That is exactly what happened with me. My horror stories with my EA90SLX's are well documented on this forum. They even sent me the cheaper but more "reliable" SL's as well, only to have a spoke blow with about 300 miles! I feel totally ripped off by Easton. I am put over 5,000 miles on my Mavic's the remainder of last year, and have an additional 2,000 trouble free miles on them!


----------



## Har

*trek5*

good to hear you, yeah man it was crazy and the thing is with all the fixes and even worse when they sent the SL's which no way rode lke the SLX's i always dreamed of the perfect running pair of SLX's for the couple of uninterupted months that they did work I loved how they rode and spun up. Man i didnt even cover all that happen when they approved the step down to SL's guess what sowed up my door a week later. ONE yes ONE EA 90 AERO. Unreal. They couldnt even get the order right.

I was told 3 yearsago to get the Mavics and I had Elite's on an older bike. Anyway all behind me now and loving the new Mav's, a little bit of a stiffer wheel but i am very pleased!


----------



## Feltrider05

I broke 3 spokes in less than a year and went back to performance and got my money back. easton ea90 slx are junk......


----------



## CleavesF

You guys realize Easton doesn't make the spokes right?

Sapim CX-Rays had a huge recall.


----------



## Feltrider05

That doesn't explain the hub issues though.


----------



## Har

*Sapim CX-Rays had a huge recall joke*

This excuse has run its course, they are stil using the same recall spokes from 2008, i dont think so. I bought a set of wheels from Easton, their name and logo are all over the wheels, if i have a problem with the Easton wheels I dont contact Sapim i contact Easton. Who what or how Easton source there parts out is on Easton.


----------



## Andrew L

I think it's very important to differentiate if the Easton wheels were purchased from Performance bike. From all of the posts I have read it seems the majority of broken spokes were on the Performance special editions for $599.


----------



## CleavesF

All I know is I've been riding my SLX for what? 5 years now with no issues. No spoke issues, no hub issues. Several thousand miles on them. Then again I weight 140 lbs... so... I am SLX?
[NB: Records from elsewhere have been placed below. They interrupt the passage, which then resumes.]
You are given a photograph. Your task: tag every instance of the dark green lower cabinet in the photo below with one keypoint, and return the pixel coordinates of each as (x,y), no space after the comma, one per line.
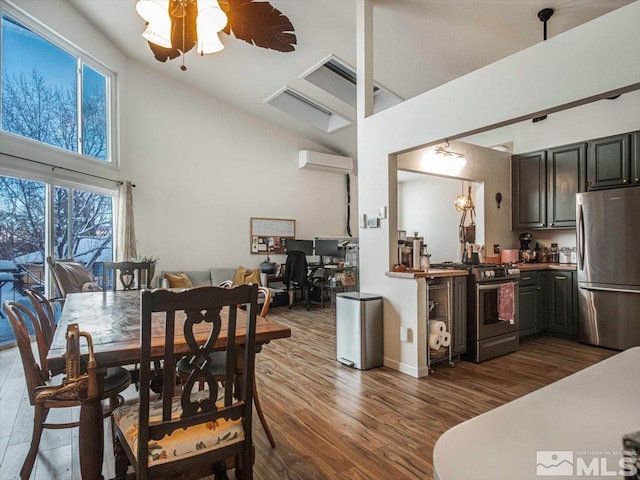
(562,303)
(532,299)
(548,303)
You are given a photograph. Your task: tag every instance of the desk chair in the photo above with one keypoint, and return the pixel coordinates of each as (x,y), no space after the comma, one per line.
(191,435)
(45,394)
(127,275)
(298,274)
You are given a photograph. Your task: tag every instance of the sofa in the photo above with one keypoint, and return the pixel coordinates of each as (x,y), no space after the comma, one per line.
(215,276)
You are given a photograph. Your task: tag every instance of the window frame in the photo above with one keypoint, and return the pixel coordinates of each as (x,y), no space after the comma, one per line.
(82,58)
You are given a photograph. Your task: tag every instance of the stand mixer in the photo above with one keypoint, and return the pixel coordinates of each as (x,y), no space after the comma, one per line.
(525,252)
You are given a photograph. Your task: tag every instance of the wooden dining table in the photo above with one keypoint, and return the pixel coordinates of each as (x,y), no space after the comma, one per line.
(113,320)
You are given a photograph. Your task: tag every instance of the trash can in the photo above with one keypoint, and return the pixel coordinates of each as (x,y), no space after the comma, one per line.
(359,330)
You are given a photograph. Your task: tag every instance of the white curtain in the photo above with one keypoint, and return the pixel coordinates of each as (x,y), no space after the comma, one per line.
(125,230)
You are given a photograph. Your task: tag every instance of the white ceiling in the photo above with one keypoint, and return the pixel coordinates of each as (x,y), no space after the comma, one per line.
(419,45)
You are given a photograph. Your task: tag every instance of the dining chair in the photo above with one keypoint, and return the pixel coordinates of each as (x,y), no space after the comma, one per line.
(217,365)
(70,276)
(47,394)
(192,433)
(125,275)
(44,328)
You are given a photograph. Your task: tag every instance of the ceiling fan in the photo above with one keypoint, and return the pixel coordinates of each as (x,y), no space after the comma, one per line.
(174,27)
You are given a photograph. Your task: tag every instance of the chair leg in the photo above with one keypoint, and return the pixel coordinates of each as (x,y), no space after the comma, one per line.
(39,417)
(263,421)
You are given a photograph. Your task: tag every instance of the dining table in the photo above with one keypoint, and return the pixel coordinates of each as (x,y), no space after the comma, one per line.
(113,321)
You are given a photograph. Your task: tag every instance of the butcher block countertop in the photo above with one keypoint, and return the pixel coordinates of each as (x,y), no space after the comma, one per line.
(432,273)
(526,267)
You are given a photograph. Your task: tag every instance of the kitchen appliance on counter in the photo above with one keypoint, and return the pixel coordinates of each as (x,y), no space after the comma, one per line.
(490,334)
(607,267)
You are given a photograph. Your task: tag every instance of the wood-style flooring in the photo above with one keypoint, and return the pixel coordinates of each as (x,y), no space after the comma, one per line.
(329,421)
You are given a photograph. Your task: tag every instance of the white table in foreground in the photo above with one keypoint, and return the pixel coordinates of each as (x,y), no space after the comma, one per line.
(554,432)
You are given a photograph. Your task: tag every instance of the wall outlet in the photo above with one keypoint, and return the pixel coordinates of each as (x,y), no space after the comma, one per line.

FYI, I did not buy the Performance Bike version.


----------



## Andrew L

CleavesF said:


> All I know is I've been riding my SLX for what? 5 years now with no issues. No spoke issues, no hub issues. Several thousand miles on them. Then again I weight 140 lbs... so... I am SLX?
> 
> FYI, I did not buy the Performance Bike version.


I weigh 170 and have had the same experience with them as you, zero issues. I also did not buy the Performance Bike edition.


----------



## scottzj

I didnt buy mine from them or at least I dont think so, as I got them from my LBS. However, they DID send them back after the 3rd time of broken spokes. The only thing I have to do with easton is riding with their EA50 wheels on my training bike. They seem to be ok with no problems other than bearings.


----------



## natedg200202

Easton wheel quality and design has fallen a long way since they first acquired Velomax.


----------



## tammynken

*Easton EA90 LTD Road Wheelset -- Performance Exclusive*

I'm looking at these from Performance...reg $899 on sale for $599...I know they are not SLX or SL's but seem to be somewhat similar...Now you guys are starting to scare me..I am looking to upgrade from the stock Alex ALX200's my Roubaix ACR 3.0 came with. Performance is having their "Triple Points Special" this weekend, so $180 in Rebates would be nice, but I don't want to make the wrong move as I am fairly new to road biking and don't know all the brands that well. Any quick input would be much appreciated!!!

Ken


----------



## scottzj

Ken, 
The EA's seem to be fairly ok wheel compared to the carbon brothers. There are many posts in this area regarding the Easton wheels and the issues that seem to happen to a good deal of them. I bought a set of the cheap EA50 and they have been not bad. However, the bearings didnt last very long at all. I started to get "slop" in them within 2-3k miles. I still have them, but they dont see many miles, as they are on my training bike.


----------



## Feltrider05

The EA90 LTD are the same spec as the EA 90 SLX. They just re-stickered them. I wouldn't waste your money on those.


----------



## Har

*Attn: tammynken*

from the original poster, save yourself the headaches and agony, stay away from the EA SL's, SLX's whether Performance or not.

These wheels are junk. 

Starting to scare you as you said, be very scared!


----------



## Andrew L

Like I said earlier, I have 1700 miles on my non performance editions of the SLX and have had zero issues with them. I guess I got lucky...based on everyone else's issues I would stay away but I enjoy mine. I would go with Rol's if I did it all over again.


----------



## johntrek5

Mine were not Performance versions. I bought mine from a LBS, and dealt with Eason direct on the issues, and Easton directly when they down graded me to the SL's that were "more reliable" that ended up blowing apart ASAP. It is a free country, and honestly, I would not be talking about this if it really did not happen, or if it was just a one time deal. It was actually a nightmare! If anyone wants to buy them go ahead. Just do not say that you were not warned.


----------



## nOOky

I sold my Performance Bike version a few weeks ago. Luckily I was able to get almost what I paid for them, less the repairs I had the LBS do.
They only weighed 100 grams less a pair then my original Ksyrium SL's which were purchased back in 2000! Those wheels are still going strong and are my everyday wheels. I'll probably not buy Easton wheels again, but go custom built.


----------